But the centerpiece is the copy of
the brothers' original plane. The aircraft is a reproduction as
opposed to a replica, meaning its creators have aimed to adhere to
historical accuracy.
"A hundred years' hindsight is
a valuable thing," Dietrich says. "But our commitment
has been to do exactly what the Wright brothers did, even if in
the present day we know better."
That meant building the plane with
steel, wool and muslin instead of modern-day materials such as
titanium and aluminum, commonly used in replicas.
Construction was led by the Wright
Experience organization in Warrenton, Va., which spent a decade
researching the craft, mostly via century-old photographs.

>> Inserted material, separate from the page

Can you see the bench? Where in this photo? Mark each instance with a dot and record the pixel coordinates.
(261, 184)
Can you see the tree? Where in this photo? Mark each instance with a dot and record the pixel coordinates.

"Thank goodness they were photographers before they were
aeronautical engineers and pilots," says Ken Hyde, Wright
Experience president. "They took very-good-quality
photographs."
Hyde and his crew also gleaned
details from letters the brothers wrote to family and friends.
Construction took about 2½ years, and the detectivelike tale of
research and fabrication is detailed in a Discovery Channel
documentary tentatively set for next month. The flight simulators,
which replicate the Flyer experience for museum visitors, were
produced by Microsoft and the Experimental Aircraft Association.
The simulators let amateur pilots feel what it was like to operate
the experimental craft above the North Carolina sand dunes chosen
by the brothers for privacy and wind quality.
Participants lie on their bellies,
using a "hip cradle" to control pitch and yaw. A shove
of the hips in one direction, and the wings turn. The technique
particularly baffles trained pilots.
"They basically have to go
against everything they've learned," says simulator publicist
Rebecca Holmes. "It's really fun to watch people's
expressions as they get off. They're like, 'How did anybody ever
fly this thing?' "
On the other hand, kids ace the
challenge. "They don't have any preconceived notions about
how it's supposed to work," she says. "For them it's a
game."
Many can beat the 12 seconds
achieved by Orville Wright on that historic virgin flight, Holmes
says; one guy with the Wright stuff lasted nearly two minutes.
While the simulators have attracted
lines of people 30 deep, they've been equally popular with
spectators, who gather to cheer on participants. "You'll hear
this group laughter, or clapping, and you'll know that someone
flying was able to pull off a few more seconds (in the air),"
Dietrich says.
Two flights are planned for
December's 100th-anniversary re-creation at Kitty Hawk, one at
10:35 a.m. — the time of the historic trip — and another at 2
p.m.
After its commemorative voyage, the
reproduced Wright Flyer will retire to Greenfield Village, next to
the Henry Ford Museum in Dearborn, Mich.
The reproduction will, in a way,
fulfill a failed effort by Ford, a friend of the Wrights', to
bring the original plane to Dearborn, where he'd persuaded the
brothers to move their bicycle shop and boyhood home.
The original plane remains at the
Smithsonian's National Air and Space Museum in Washington, D.C.